Risk tolerance and model performance

When predicting user behavior, there is always a degree of uncertainty that requires a trade-off: you must decide whether to include fewer users in a predicted group for higher overall accuracy, or to include more users for lower overall accuracy.

Risk tolerance levels

Firebase Predictions defines risk tolerance levels based on two metrics:

  • The true positive rate of a prediction is the proportion of users that performed an action that were successfully predicted to perform that action (for example, the proportion of users who made a purchase that Firebase predicted would make a purchase).
  • The false positive rate of a prediction is the proportion of users that did not perform an action that were incorrectly predicted to perform that action (for example, the proportion of users who didn't make a purchase that Firebase predicted would make a purchase).
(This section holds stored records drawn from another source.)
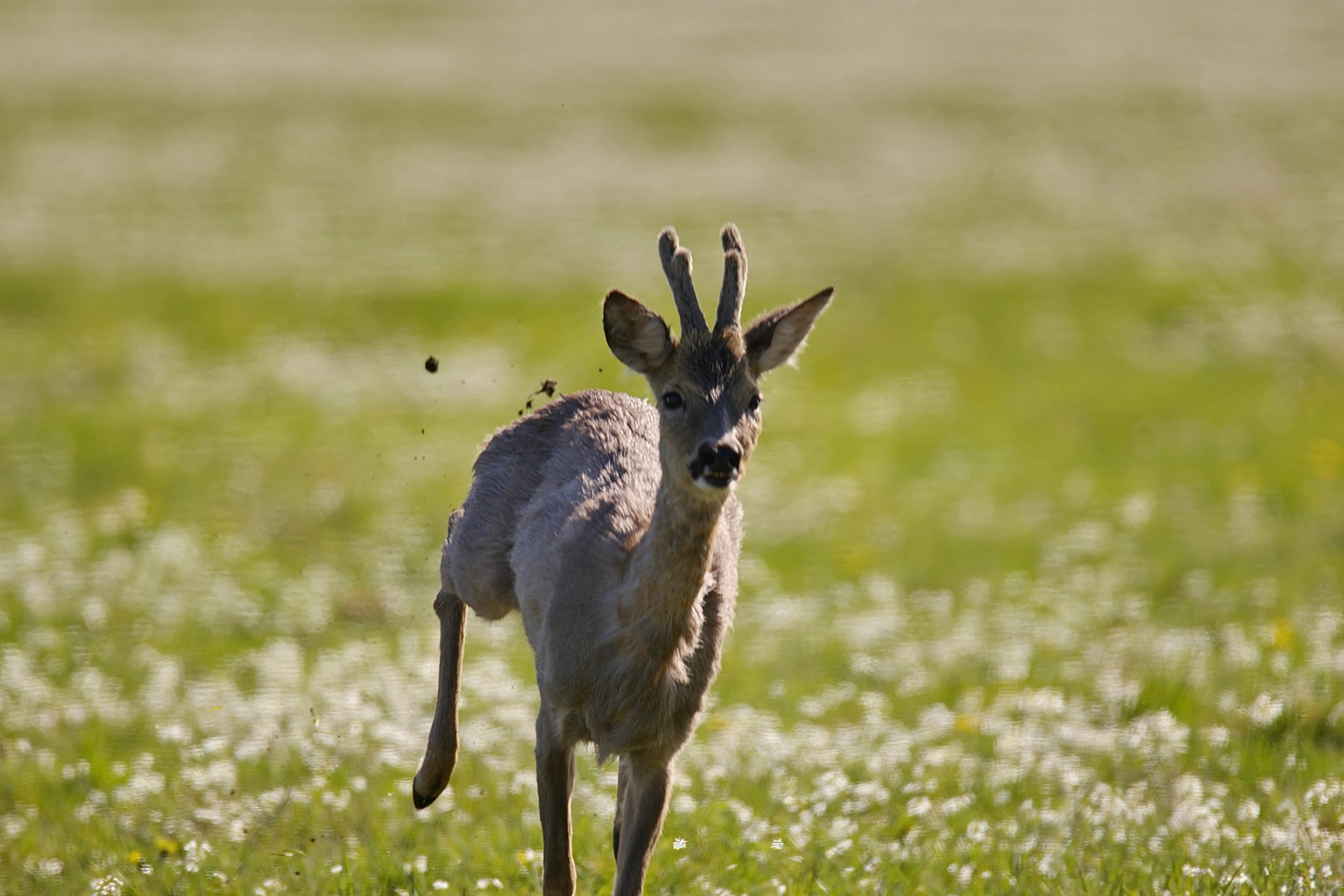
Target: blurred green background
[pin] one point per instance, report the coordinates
(1064, 455)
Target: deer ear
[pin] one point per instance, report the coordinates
(774, 338)
(639, 338)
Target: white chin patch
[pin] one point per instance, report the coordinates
(715, 485)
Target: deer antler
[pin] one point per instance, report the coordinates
(734, 281)
(676, 265)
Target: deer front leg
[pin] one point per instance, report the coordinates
(554, 785)
(645, 804)
(622, 772)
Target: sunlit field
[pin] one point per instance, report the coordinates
(1043, 582)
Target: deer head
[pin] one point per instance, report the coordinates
(706, 383)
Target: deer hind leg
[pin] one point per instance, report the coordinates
(645, 804)
(554, 786)
(622, 774)
(441, 751)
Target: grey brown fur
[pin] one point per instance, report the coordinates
(613, 528)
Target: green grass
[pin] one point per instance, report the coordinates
(1042, 581)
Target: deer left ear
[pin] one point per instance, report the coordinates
(639, 338)
(774, 338)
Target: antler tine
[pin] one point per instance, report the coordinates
(676, 265)
(734, 280)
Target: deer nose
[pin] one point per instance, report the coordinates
(719, 461)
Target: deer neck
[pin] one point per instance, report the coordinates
(665, 575)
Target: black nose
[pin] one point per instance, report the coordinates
(717, 461)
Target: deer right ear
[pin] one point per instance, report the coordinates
(639, 338)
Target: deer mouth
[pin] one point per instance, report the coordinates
(713, 477)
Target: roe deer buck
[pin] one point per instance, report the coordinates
(613, 528)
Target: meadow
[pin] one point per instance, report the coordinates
(1043, 582)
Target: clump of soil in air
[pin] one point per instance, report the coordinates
(548, 390)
You tell Predictions how much uncertainty you are willing to tolerate when targeting users by choosing a risk tolerance level for a prediction. Each risk tolerance level guarantees that the false positive rate won't exceed some maximum threshold. Given that fixed false positive threshold, Predictions will target as many users as possible to maximize the true positive rate without exceeding the false positive threshold. If the maximum achievable true positive rate fails to meet a minimum threshold, the risk profile is disabled and no users will be targeted with the risk profile. In this way, risk profiles provide a mechanism for ensuring that any targeting you apply has a certainty threshold that, if unmet, disables targeting.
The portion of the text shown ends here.